Frank McCallum

This article is about the Victorian bushranger. For the Australian public servant, see Frank McCallum (public servant).

Francis McNeiss McNeil McCallum (Captain Melville) (c 1823-1857) was a notorious bushranger during the early part of the Victorian Gold Rush in Australia.

After being convicted under the alias Francis Melville, McCallum was transported to Tasmania (then known as Van Diemen's Land) as a convict in 1838, aged 15, and left for Melbourne about October 1851.

During 1852 as Captain Melville he was alleged to have led a large band of bushrangers on the roads in the Black Forest between Melbourne and Ballarat, and gained a folkloric reputation through the boldness of his outrages and the chivalry he showed to many, especially women.
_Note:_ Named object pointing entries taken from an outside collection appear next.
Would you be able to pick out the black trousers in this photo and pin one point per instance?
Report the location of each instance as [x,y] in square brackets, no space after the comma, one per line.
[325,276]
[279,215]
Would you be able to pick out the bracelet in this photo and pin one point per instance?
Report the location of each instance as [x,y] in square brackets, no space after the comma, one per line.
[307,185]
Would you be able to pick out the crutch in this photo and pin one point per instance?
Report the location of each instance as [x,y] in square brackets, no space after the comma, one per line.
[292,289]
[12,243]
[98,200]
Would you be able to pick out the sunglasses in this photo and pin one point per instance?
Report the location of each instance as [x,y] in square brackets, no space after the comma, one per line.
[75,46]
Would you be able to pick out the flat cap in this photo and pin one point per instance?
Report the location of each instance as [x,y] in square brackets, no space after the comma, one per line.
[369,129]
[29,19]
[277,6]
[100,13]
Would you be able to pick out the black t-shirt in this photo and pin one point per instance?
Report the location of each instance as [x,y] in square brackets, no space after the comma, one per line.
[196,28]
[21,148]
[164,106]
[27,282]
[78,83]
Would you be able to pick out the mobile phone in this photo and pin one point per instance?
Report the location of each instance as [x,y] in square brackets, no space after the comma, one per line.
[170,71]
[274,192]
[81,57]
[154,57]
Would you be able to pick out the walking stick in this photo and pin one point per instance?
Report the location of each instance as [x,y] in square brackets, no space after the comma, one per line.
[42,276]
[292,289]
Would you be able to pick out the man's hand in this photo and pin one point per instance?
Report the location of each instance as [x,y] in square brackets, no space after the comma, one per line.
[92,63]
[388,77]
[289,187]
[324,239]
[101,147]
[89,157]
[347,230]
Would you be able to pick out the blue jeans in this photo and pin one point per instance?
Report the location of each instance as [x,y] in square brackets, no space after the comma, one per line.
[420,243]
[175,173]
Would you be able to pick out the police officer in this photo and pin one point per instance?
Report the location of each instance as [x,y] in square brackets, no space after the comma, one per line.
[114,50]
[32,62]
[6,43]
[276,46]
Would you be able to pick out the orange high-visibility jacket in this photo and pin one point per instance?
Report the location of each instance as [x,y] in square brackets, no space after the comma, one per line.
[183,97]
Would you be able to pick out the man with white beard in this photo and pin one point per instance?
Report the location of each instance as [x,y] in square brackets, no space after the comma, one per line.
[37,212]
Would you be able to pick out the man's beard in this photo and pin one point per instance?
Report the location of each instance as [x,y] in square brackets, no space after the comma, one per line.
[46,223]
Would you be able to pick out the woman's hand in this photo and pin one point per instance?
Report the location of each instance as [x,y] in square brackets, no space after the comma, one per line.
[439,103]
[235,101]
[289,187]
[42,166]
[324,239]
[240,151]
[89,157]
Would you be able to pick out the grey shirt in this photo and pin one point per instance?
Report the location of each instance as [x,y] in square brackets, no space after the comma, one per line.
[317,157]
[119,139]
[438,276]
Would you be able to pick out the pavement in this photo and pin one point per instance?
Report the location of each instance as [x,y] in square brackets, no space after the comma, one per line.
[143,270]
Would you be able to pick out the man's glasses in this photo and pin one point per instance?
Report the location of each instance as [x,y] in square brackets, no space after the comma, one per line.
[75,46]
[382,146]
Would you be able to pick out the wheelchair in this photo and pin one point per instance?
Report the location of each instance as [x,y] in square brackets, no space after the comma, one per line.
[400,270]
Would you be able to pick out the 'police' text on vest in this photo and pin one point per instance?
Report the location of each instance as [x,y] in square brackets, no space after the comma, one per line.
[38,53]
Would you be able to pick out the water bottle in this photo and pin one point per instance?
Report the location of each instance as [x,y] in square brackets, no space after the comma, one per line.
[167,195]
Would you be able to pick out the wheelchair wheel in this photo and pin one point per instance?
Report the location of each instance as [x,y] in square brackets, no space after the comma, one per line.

His name was associated with the Nelson robbery and St Kilda Road robberies, probably without foundation as in reality he seems to have spent most of his time bailing up diggers around Mount Macedon, either on his own or with one or two mates.

On Christmas Eve 1852, when under the alias of Thomas Smith, he and fellow bushranger William Robert Roberts were arrested at a brothel in Corio Street, Geelong, and eventually faced Judge Redmond Barry at the Geelong Circuit Court on 3 February 1853 on three counts of robbery. Barry sentenced both men to twelve, ten and ten years on each count, respectively – in Melville’s case to be served consecutively.

Although employed in chains on the roads of Victoria by the time of the Melbourne Private Escort Robbery of 20 July 1853, Captain Melville’s name has become associated with it over the years because of the coincidence of one of the Escort robbers, George Melville, using the same surname as his alias.

In 1854 he was one of a party of prisoners based on the prison hulk Success in Port Phillip Bay who attempted to seize and escape in a boat, during which a warder was killed. Sentenced to death but reprieved, he was then sent to Old Melbourne Gaol, where he was found hanged in his cell on 10 August 1857.